Wednesday, September 1, 2010

I Hope the Zombies Don't Have Gold Star Memberships

There are online forums for everyone. I stumbled on one for zombie fans when they linked to an old post of mine, about a short zombie movie that was filmed in my neighborhood. Somehow my blog post got confused with the official site for the short backyard production.

Anyway, the zombie mix-up reminded me of a fun topic my kids bring up occasionally that goes something like, “Where would you go in the event of a zombie apocalypse?”

After some discussion, we always conclude we’d head straight for Costco. We can’t think of a better hideout. You could survive in that place for YEARS.

"They’ve got everything!” we declare. Food! Furniture! Beds even! To hear us, you’d think we were ready to lock down those industrial doors and set up camp right by the tube socks.

“They’ve even got make-up,” my daughter says. “Who cares if we can’t go outside, we can still look good.”

“And they have books,” I add. “And music and movies. We’d never get bored.”

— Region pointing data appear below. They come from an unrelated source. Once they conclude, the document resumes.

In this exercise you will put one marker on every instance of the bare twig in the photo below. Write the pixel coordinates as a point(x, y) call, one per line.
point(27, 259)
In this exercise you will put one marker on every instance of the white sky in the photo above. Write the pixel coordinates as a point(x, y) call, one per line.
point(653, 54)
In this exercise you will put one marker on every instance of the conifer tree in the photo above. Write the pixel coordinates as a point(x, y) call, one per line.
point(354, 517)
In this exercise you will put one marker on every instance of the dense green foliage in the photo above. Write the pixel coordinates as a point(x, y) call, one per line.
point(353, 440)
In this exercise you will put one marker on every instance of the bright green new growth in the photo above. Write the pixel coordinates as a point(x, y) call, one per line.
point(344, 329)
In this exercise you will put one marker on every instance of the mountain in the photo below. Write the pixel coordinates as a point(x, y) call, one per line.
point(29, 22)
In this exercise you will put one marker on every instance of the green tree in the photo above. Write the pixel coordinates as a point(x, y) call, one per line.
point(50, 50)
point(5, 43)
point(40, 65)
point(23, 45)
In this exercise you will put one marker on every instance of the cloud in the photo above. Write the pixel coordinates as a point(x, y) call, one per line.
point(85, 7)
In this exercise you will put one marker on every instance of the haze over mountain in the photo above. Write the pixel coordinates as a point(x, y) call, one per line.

We bring up the massage chairs, the exercise equipment, barbeques and umbrella tables. We list the soaps and sundries. We imagine setting up storage sheds (everyone gets their own room!) and rolling out the toaster ovens (unlimited samples!).

We go as far as to ponder what we’d do with perishable items. We’d start in on the fruits and salads, but luckily all that meat and seafood can go right into the walk-in freezers.

“Too bad cheese doesn’t freeze well,” I say with a sigh.

“Uh, Mom, it’s okay. You know there’s not really a zombie apocalypse going on, right?”

Right. Back to reality. I could really go for a hunk of brie though.